Ex-UN climate panel head accused of stalking loses India job
NEW DELHI (AP) — The former chairman of the U.N. climate panel has been removed from his job as head of a top energy institute in India following allegations of sexual harassment.
The governing council of The Energy and Resources Institute announced late Thursday that Rajendra Pachauri would be replaced as director-general of the renowned environment think-tank by Arun Mathur, an energy efficiency expert.
Although no reasons were given for Pachauri’s replacement, the council said the decision was taken keeping in view the interests of the private institute and its 1,200 employees working in different parts of the world.
Pachauri, 75, resigned from the U.N.’s Intergovernmental Panel on Climate Change in February, after a 29-year-old woman accused him of stalking and sexually harassing her while they worked together at the institute. He denies the allegations.
The woman filed a complaint with the police in early February alleging assault and criminal intimidation. She handed over as evidence dozens of text messages and emails that she alleged had been sent by Pachauri.
Separately, the institute’s internal complaints committee examined the evidence presented by the researcher, and questioned nearly 50 other employees at the institute, and concluded that the allegations of sexual harassment leveled by the researcher were valid.
No formal charges have been filed yet against Pachauri, but a court in February had prohibited him from entering or contacting anyone at the institute.
In March, police told a Delhi court that Pachauri was allegedly “influencing witnesses” and hampering their investigations.

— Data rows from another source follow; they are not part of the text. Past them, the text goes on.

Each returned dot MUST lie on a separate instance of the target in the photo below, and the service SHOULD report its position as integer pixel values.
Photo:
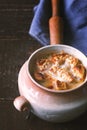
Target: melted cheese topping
(59, 71)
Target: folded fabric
(74, 17)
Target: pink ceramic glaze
(50, 105)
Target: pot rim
(47, 89)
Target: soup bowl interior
(43, 51)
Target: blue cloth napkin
(74, 14)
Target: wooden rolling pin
(56, 24)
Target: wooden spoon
(56, 24)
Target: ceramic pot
(51, 105)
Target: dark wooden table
(15, 47)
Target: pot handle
(56, 24)
(21, 103)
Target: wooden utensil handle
(56, 24)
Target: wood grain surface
(15, 47)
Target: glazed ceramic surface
(51, 105)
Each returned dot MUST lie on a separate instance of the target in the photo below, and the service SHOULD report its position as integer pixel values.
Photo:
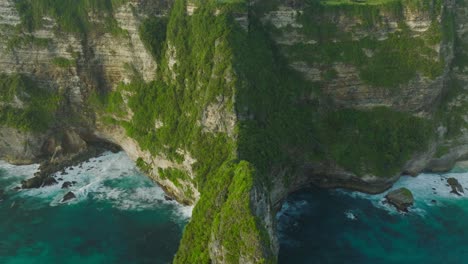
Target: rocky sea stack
(237, 104)
(401, 198)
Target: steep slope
(233, 105)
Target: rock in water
(66, 185)
(34, 182)
(456, 186)
(401, 198)
(69, 196)
(49, 181)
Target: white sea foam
(20, 172)
(110, 178)
(428, 190)
(350, 215)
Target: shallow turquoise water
(119, 216)
(321, 226)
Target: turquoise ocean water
(336, 226)
(119, 216)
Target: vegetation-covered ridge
(195, 55)
(389, 55)
(70, 15)
(283, 122)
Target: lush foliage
(71, 15)
(283, 121)
(63, 62)
(384, 62)
(153, 34)
(24, 105)
(377, 141)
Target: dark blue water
(119, 216)
(320, 226)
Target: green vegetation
(385, 62)
(153, 34)
(63, 62)
(379, 141)
(21, 40)
(284, 121)
(70, 15)
(24, 105)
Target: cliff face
(232, 106)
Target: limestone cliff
(233, 105)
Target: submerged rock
(34, 182)
(401, 198)
(66, 185)
(69, 196)
(457, 188)
(49, 181)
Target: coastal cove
(121, 216)
(340, 226)
(118, 216)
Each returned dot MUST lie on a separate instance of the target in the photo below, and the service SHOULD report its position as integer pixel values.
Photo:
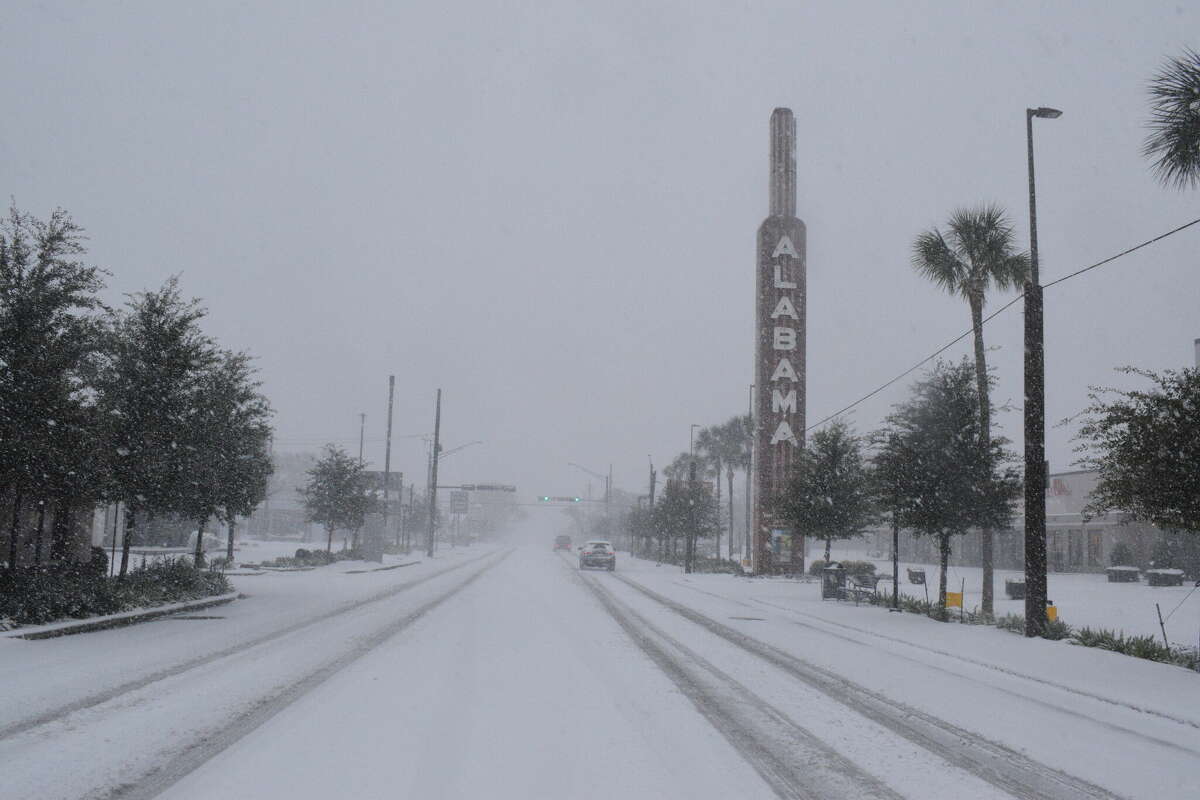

Pachauri’s removal Thursday follows protests after a Delhi court last week allowed him to return to work at the institute. In the past couple of years, India has seen a wave of public anger and protest over a socially conservative nation’s chronic problem with sexual harassment and violence against women.
Pachauri had headed the four-decade-old think-tank for the last 34 years, when it emerged as a global center for research in efficient utilization of energy and sustainable use of natural resources. It has affiliate institutes in London and Washington, D.C.
The accusations against Pachauri caused widespread outrage in India, where women face a stigma against discussing issues such as sexual harassment in the workplace. However, several recent high-profile cases suggest that women are beginning to feel more comfortable going public with reports of sexual assaults.
Pachauri has chaired the climate panel — considered the world’s authority on climate science — since 2002, and had accepted the 2007 Nobel Peace Prize on its behalf.
The panel had shared the award with Al Gore, a former U.S. vice president and environmental campaigner.
This story corrects to show that the institute is private.